By using the formula and we can write it as,
$\dfrac{{{\text{a + b + c + d + e + f}}}}{{\text{6}}}{\text{ = }}30$ ,
By taking cross multiplication we get,
$\Rightarrow {\text{a + b + c + d + e + f}} = 30 \times 6$
Let us multiply we get,
$\Rightarrow {\text{a + b + c + d + e + f}} = 180........(1)$
Again it is stated in the question, that the average of the first four numbers is $25$.

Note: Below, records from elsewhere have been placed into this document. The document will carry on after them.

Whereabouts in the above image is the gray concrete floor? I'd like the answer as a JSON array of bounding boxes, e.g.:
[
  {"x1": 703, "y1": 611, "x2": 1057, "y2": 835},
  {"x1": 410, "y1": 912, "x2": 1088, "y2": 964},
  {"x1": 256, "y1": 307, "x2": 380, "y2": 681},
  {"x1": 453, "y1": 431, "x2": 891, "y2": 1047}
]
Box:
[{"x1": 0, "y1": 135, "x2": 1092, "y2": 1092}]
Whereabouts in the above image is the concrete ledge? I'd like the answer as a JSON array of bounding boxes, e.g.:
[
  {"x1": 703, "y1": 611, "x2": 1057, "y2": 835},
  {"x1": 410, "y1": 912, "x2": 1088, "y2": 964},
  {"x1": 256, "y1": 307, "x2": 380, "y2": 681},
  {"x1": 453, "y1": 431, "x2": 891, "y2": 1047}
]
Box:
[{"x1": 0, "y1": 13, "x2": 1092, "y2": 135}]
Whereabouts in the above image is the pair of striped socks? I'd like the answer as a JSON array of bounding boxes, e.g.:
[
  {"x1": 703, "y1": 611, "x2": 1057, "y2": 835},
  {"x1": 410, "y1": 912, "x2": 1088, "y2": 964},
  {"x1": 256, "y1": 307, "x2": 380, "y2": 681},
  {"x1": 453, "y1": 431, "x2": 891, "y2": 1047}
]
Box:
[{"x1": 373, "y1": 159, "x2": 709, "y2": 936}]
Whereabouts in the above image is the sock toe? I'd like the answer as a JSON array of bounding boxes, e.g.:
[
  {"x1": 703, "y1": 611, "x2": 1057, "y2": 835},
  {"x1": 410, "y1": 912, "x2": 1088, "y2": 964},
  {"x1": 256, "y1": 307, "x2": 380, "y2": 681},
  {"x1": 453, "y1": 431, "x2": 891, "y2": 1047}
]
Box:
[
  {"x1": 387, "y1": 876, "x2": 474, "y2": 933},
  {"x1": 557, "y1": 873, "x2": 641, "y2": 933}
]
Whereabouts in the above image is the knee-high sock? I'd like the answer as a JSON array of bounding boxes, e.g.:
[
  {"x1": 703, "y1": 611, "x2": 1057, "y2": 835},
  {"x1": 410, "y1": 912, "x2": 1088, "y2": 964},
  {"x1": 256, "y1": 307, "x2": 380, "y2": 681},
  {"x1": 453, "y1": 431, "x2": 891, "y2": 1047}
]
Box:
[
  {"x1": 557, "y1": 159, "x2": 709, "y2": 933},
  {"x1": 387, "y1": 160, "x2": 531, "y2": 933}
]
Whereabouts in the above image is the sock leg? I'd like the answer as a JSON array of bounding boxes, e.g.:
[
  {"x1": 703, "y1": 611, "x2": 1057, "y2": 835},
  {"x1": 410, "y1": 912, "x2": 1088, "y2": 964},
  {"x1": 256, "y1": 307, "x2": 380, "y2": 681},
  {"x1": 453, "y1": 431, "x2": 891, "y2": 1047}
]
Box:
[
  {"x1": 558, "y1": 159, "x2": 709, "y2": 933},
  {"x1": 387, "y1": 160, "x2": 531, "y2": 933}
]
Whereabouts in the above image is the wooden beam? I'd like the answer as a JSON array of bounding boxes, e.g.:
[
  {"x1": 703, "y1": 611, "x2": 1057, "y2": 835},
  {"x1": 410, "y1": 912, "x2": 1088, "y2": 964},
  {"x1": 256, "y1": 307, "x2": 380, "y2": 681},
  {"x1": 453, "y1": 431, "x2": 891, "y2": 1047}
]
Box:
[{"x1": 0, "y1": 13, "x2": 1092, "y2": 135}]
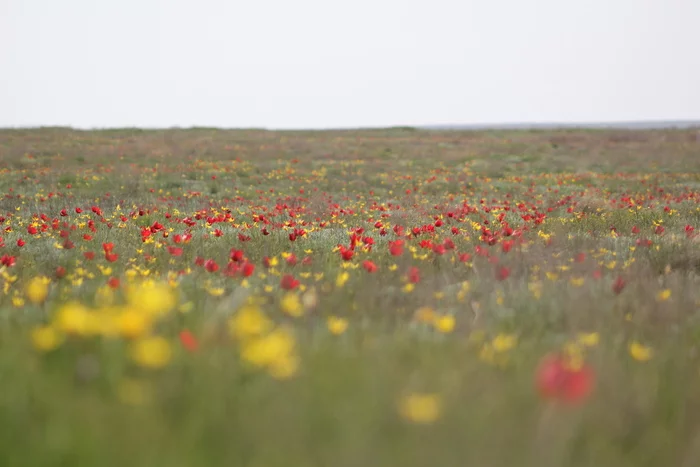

By using the formula and we can write it as
$\dfrac{{a + b + c + d}}{4} = 25$
By taking cross multiplication we get,
$\Rightarrow {{a + b + c + d = 25 \times 4}}$
On multiplying the RHS we get,
$\Rightarrow {\text{a + b + c + d = 100}}...........{\text{(2)}}$
Also it is stated in the question that the average of last three numbers is $35$,
By using the formula and we can write it as
$\dfrac{{{\text{d + e + f}}}}{3} = 35$
By taking cross multiplication we get,
${{d + e + f = 35 \times 3}}$
Let us multiply the terms and we get
$\Rightarrow {\text{d + e + f}} = 105...........(3)$
Now, we need to find the fourth number that is the value of ${\text{d}}$
Putting $(2)$ and $(1)$ we get
$1{\text{00 + e + f }} = 180$
On subtracting $100$ on both sides we get,
${\text{e + f}} = 180 - 100$
On subtracting the values we get
$\Rightarrow {\text{e + f}} = 80$
From$(3)$,
${\text{d + e + f}} = 105$
We can substitute ${\text{e + f}} = 80$ in ${\text{d + e + f = 105}}$ to get ${\text{d}}$.
${\text{d}} + 80 = 105$
On subtracting $80$ on both sides we get,
${\text{d}} = 105 - 80$
Let us subtract the values and we get,
${\text{d}} = 25.$
$\therefore$ The fourth number is $25$.

Hence the correct option is A

Note: This type of question is simply a kind of logical reasoning and such questions always contain certain clues.
Here, the clues are, ‘there are 6 numbers’ then ‘average of first four numbers’ and ‘average of last three numbers’. and when we add up 4 and 3, it gives 7.
This indicates that there is a number which is common and by this approach we need to form and substitute the equations.